Closed for the Holidays?

Consumers were shocked to find some retailers closed over part of the Thanksgiving weekend. Is a new trend emerging?

The shopper had assumed she could rush out to the major chain on Thanksgiving to grab a few last-minute items. But for the first time, the store’s doors were shut, with the chain explaining in press statements that it was responding to employee needs.

Corporate leaders whose businesses have long been open during the holidays are taking—or considering—some unprecedented steps this year. But it’s a difficult balance indeed, with the pressure to accommodate workers’ personal lives going head-to-head with business-world economics.

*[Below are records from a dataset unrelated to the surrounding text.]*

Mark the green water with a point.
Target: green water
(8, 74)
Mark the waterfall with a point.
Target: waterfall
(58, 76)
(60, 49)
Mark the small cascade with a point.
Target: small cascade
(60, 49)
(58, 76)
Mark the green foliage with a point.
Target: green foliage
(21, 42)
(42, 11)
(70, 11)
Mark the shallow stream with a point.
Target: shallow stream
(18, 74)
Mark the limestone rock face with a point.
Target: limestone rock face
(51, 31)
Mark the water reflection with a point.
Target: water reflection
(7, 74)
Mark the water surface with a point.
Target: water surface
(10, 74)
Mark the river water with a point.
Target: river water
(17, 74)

A surprising number of major chains closed stores on Thanksgiving Day this year, some for the first time. It’s an acknowledgment of the so-called purpose movement of the past few years, but it’s also a potential threat to profits. “It’s very hard for executives to navigate,” says Sharon Egilinsky, a partner in the Organizational Strategy and Business Sustainability practices at Korn Ferry.

The holiday season is go-time for many industries, particularly food and retail, as well as for companies whose fiscal years end December 31. At Starbucks, for example, holiday gift cards alone provide the chain with 10% of its annual revenue—and December 23rd is the biggest day of the year for gift-card sales. At Barnes & Noble, a third of annual business occurs during the last six weeks of the year, with the week leading up to Christmas Day racking up sales twenty times higher than average. Candymakers, too, depend heavily on the holidays, whose numbers far exceed those of Halloween, Easter and Valentine’s Day.

Yet many employees simply don’t want to work on or around Thanksgiving, Christmas, or New Year’s, and some are refusing to come in. The large companies that decided to close on Thanksgiving this year did, however, devise a strategy—beginning their Black Friday and Cyber Monday sales long before those days and extending them long afterward, and likely pocketing the same sales figures across the week. “They enjoy the shine of not bringing employees in on a holiday—and still make sales for the period,” says Alma Derricks, senior client partner in the Culture, Change, and Communications practice at Korn Ferry. This strategy can be particularly appealing, she says, for box stores looking to avoid tussles on Black Friday morning, which are known to generate bad press.

Experts note that behind the scenes, companies that appear to be closed on the holidays are likely still heavily staffed, with tech departments fully operational. “Stores may be closed, but the people making Cyber Monday happen are full on,” says corporate strategy expert Anu Gupta, senior client partner at Korn Ferry.

There is one pocket where leaders have more leverage on this issue: in businesses that are struggling, particularly those, like legacy big-box stores, whose employees fear their jobs might disappear. Managers in those stores have little difficulty rounding up customer-facing staff for the holidays. “Those teams are not as focused on work-life balance—they just want to keep their jobs,” says Egilinsky.